The Planets flavour may also be part of why this is considered one of the more rocking Gabriel-era albums. The mysterious, tense flavour of said composition does seem to have got embedded deeply in the fabric of this album. In saying this, I have perhaps paid a tribute to Genesis's own compositional skill. I can't make up my mind over which of this and the next one, Selling England By the Pound, is the better Genesis album. But I do consider this the more cohesive album. The compositions seem to flow out of a homogeneous and holistic musical concept, the mark of which is recognizable somewhere deep in the musical elements but is not obvious or apparent.

But a little bit on the rocking flavour again. This is also because of the terrific rhythm section of Mike Rutherford and Phil Collins. Much is said about the more illustrious Bruford-Squire pair of Yes. But the Genesis pair enjoyed terrific chemistry too and bring forth an irreverent contrast to Banks's stately, ponderous flavours. This is particularly noticeable on Can Utility and the Coastliners. As Banks plays some stately mellotron, Collins and Rutherford are absolutely rocking and the overall flavour of the passage is thus inimitably Genesis. Collins also plays a very important role in ensuring Genesis's deft time signature changes are indeed effected seamlessly.

In the midst of all, Steve Hackett sneaks in whenever he can in a Banks dominated album. He contributes some shrieking electric guitar when the band are searching for some meat in their sound and is ever the master of lovely acoustic. Speaking of which, the way he doubles with Rutherford's 12 string also adds to the warm, pastoral flavour of the music.

Imposing theatrical eccentricity over it all is singer Peter Gabriel. I confess Gabriel makes me regret listening to music on speakers rather than earphones. Because much as I am fond of his vocal contributions to Genesis, listening to them and other bands on speakers does not put his voice in the most flattering light.
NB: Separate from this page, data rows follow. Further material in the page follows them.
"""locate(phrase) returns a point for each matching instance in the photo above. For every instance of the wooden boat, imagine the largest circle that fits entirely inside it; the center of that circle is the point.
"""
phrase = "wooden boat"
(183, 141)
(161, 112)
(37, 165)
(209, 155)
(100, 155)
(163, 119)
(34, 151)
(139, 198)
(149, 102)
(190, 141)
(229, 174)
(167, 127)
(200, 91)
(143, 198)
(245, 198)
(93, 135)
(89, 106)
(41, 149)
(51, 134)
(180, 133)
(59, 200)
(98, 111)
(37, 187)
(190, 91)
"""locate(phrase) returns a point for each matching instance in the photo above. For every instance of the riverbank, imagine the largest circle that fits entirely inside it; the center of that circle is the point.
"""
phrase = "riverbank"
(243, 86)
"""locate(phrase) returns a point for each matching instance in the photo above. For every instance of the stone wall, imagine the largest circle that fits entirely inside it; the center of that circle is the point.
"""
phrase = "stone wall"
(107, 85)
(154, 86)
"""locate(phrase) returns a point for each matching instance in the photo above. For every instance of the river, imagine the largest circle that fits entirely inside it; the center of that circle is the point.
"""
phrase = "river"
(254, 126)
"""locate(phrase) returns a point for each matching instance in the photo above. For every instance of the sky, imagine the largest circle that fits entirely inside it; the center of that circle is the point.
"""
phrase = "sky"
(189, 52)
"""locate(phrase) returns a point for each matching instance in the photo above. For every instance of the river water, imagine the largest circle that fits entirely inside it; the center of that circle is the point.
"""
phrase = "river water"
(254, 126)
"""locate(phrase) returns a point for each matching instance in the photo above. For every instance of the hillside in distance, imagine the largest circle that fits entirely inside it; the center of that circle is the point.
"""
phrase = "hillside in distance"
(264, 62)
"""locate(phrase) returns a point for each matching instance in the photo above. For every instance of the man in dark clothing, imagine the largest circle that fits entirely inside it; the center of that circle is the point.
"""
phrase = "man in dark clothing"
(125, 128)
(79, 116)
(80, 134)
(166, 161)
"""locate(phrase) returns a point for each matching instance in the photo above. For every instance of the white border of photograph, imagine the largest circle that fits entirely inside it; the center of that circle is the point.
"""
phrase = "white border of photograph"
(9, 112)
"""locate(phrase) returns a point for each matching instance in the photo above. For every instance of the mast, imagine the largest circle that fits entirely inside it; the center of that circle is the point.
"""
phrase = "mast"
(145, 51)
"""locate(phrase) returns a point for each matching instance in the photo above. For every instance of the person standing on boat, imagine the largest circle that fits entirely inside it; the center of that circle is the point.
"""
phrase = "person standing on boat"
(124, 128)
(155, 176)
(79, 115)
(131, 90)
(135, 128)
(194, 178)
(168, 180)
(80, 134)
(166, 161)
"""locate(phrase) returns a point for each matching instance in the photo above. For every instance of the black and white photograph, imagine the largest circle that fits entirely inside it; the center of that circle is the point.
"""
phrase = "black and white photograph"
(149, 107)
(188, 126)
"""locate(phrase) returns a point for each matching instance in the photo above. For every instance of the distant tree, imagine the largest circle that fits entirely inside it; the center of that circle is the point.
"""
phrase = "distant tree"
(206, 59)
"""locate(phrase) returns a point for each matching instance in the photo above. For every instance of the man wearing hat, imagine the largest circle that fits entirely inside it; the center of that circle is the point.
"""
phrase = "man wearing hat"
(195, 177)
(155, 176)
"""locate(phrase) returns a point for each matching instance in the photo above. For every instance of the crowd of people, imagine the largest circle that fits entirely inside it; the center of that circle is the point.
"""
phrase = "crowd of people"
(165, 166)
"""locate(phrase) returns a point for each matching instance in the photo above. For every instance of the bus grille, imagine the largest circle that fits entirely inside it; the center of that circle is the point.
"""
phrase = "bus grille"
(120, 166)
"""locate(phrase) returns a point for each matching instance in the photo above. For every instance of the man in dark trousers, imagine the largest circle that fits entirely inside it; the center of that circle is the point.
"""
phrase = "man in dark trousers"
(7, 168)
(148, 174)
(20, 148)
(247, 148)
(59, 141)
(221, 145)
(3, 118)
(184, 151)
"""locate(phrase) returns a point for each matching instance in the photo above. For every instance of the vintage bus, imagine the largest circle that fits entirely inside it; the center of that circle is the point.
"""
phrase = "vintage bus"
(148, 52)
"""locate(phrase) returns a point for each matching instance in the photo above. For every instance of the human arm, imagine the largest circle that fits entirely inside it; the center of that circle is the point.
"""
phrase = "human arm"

But he tries very hard and manages to please. Not only that, with all these wonderful musicians around, he manages to steal the show. And whatever you can say about the limitations of his voice, the very British flavour of these tracks wouldn't be there but for the way he sings them.

Even the relatively short Timetable is very good. This is for once a tight Genesis affair with no throwaways, no inconsequential moments. The only unflattering aspect is the production. Then again, in comparison to the music I grew up, this would actually be considered a good recording, so no complaints for me. Besides, I wouldn't want to stop myself from totally enjoying such a delightful album for reason only that the production isn't that great. Five stars without hesitation.